Cups made of kelp from Hokkaido add a touch of umami to whatever you put inside
Written by tokyoclub on May 23, 2021
Kelp yourself to an extra flavorful cup of sake or soup.
Umami is a somewhat elusive flavor in western cuisine, and even explaining it can be tricky but one food that is a good example of the tart, earthy taste is kombu, Japanese kelp. Mostly used as a soup stock, kombu is also pickled as a side dish or brewed into a tea.
And now it would seem that Hokkaido seafood company Nakai Eisaku has even created tableware from kelp. The Kombu Guinomi is a small cup crafted from a thick compound of kelp sourced from Hidaka, Hokkaido along with flour and potato starch.
The cup isn’t edible…well, I guess it technically is edible but no one is advising it. It is perishable though, and can only be used a certain amount of times before it begins to crack. Still, at 550 yen (US$5) a cup, its not a bad deal.
Our writer Masami K ordered one from the online shop linked below to see how Kombu Guinomi could enhance a few classic Japanese tastes.
▼ The bottom of the cup
Picking it up, it was really light and felt a little soft, but also thick and durable – kind of like a nerf sake cup. Masami could easily feel the kombu texture and it even smelled faintly of a rocky sea shore.

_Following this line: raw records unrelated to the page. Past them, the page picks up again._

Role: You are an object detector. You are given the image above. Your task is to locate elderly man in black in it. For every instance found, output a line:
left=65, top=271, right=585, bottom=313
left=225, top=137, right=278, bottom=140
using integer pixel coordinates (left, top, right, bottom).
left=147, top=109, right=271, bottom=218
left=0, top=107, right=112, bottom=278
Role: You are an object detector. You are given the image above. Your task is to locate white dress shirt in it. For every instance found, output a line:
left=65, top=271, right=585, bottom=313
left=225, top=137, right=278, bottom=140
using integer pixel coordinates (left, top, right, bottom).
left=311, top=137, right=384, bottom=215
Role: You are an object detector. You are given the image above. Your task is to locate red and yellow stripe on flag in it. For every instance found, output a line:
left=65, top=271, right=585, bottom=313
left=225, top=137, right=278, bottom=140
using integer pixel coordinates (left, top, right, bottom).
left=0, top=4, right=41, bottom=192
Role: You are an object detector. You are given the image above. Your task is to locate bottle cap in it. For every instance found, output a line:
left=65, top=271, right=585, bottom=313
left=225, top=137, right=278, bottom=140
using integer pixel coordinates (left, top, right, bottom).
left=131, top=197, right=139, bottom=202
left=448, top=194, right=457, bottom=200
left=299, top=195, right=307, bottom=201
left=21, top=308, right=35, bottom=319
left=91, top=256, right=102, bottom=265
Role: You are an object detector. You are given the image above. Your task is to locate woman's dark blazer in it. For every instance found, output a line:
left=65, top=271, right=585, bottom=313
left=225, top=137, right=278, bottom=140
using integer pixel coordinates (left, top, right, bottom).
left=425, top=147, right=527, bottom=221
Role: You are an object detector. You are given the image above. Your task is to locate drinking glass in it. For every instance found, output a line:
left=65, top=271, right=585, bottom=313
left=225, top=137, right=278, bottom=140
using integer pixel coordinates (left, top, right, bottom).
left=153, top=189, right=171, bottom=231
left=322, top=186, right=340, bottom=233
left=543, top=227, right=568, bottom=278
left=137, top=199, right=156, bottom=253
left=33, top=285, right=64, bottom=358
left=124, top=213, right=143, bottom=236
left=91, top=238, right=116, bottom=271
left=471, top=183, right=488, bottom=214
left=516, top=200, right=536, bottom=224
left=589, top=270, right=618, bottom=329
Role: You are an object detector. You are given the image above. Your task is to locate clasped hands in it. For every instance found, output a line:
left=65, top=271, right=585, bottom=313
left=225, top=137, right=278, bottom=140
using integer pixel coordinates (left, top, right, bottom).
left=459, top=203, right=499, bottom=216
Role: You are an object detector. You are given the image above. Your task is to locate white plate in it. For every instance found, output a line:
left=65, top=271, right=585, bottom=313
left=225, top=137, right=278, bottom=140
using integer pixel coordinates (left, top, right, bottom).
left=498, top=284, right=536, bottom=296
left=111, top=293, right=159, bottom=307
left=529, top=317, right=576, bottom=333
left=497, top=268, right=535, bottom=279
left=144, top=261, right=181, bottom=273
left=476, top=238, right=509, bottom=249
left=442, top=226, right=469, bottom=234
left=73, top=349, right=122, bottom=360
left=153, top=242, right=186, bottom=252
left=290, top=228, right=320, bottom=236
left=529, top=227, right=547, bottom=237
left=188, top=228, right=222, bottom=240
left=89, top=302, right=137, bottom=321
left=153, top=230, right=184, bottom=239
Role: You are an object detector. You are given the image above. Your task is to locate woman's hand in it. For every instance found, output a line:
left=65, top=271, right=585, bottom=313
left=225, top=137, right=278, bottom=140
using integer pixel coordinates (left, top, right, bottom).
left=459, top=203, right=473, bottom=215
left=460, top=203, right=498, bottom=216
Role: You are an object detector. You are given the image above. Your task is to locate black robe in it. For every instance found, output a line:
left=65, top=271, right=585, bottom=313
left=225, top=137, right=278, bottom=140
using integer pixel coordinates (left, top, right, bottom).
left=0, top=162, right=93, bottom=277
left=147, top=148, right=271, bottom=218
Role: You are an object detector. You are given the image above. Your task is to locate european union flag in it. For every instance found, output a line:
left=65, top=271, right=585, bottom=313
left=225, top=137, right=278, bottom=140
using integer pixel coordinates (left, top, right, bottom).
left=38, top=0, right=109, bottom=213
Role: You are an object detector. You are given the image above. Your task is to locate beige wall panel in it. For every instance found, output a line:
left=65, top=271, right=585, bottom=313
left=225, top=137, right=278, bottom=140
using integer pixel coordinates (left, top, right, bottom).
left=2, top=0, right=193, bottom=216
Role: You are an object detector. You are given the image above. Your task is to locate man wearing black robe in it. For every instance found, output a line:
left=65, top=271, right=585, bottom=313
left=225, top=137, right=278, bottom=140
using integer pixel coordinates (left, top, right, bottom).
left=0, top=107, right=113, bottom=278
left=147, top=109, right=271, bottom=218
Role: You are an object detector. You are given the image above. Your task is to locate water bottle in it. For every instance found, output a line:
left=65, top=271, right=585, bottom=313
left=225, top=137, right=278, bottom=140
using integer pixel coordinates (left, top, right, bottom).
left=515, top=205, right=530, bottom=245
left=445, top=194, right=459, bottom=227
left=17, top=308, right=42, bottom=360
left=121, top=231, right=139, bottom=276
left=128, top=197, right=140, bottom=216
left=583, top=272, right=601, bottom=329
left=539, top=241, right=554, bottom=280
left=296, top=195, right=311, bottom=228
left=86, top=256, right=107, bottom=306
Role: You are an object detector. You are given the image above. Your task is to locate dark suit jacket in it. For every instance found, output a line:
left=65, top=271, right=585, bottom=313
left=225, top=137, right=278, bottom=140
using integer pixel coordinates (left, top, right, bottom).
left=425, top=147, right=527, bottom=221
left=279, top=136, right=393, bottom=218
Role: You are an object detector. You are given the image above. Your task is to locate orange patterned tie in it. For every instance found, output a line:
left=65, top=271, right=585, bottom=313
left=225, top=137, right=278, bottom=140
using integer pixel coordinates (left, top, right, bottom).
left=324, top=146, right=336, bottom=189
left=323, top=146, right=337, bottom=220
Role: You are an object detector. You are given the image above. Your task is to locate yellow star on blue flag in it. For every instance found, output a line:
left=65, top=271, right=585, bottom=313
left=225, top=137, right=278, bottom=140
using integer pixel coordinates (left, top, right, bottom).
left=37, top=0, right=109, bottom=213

Since certain varieties of sake are also rich in umami flavor, this seemed like a perfect match. Masami grabbed a bottle and filled her Kombu Guiomi up. She followed the instructions which said sake or tea should be left to sit for a while before drinking to allow the kelp time to infuse.
After taking a gulp, Masami could detect the kelp both where her lips touched the cup and in an aroma that filled her mouth and nose. Kelp is something of an acquired taste, so this might not appeal to everyone, but as someone who came from a coastal town, she appreciated the nautical touch it brought.
Still, it wasn’t enough to make her crave more. She felt this cup had some potential but wasn’t sure how to fully unlock it. It was her friend who suggested: “Kelp is used in soup, so why not drink miso soup from it?”
After whipping up a pot, Masami poured a Kombu Guinomi and again let it sit for a bit. Sure enough, the umami of the kelp really amplified the savory taste of the soup once again bringing full taste to her lips and nose.
Again, you probably need to be on board with the taste of kelp before diving into a Kombu Guinomi. But for kombu fans, it can be a really fun experiment to combine with different things and see what works. Seems like a really nice chawanmushi could be made if the cup holds up to the cooking.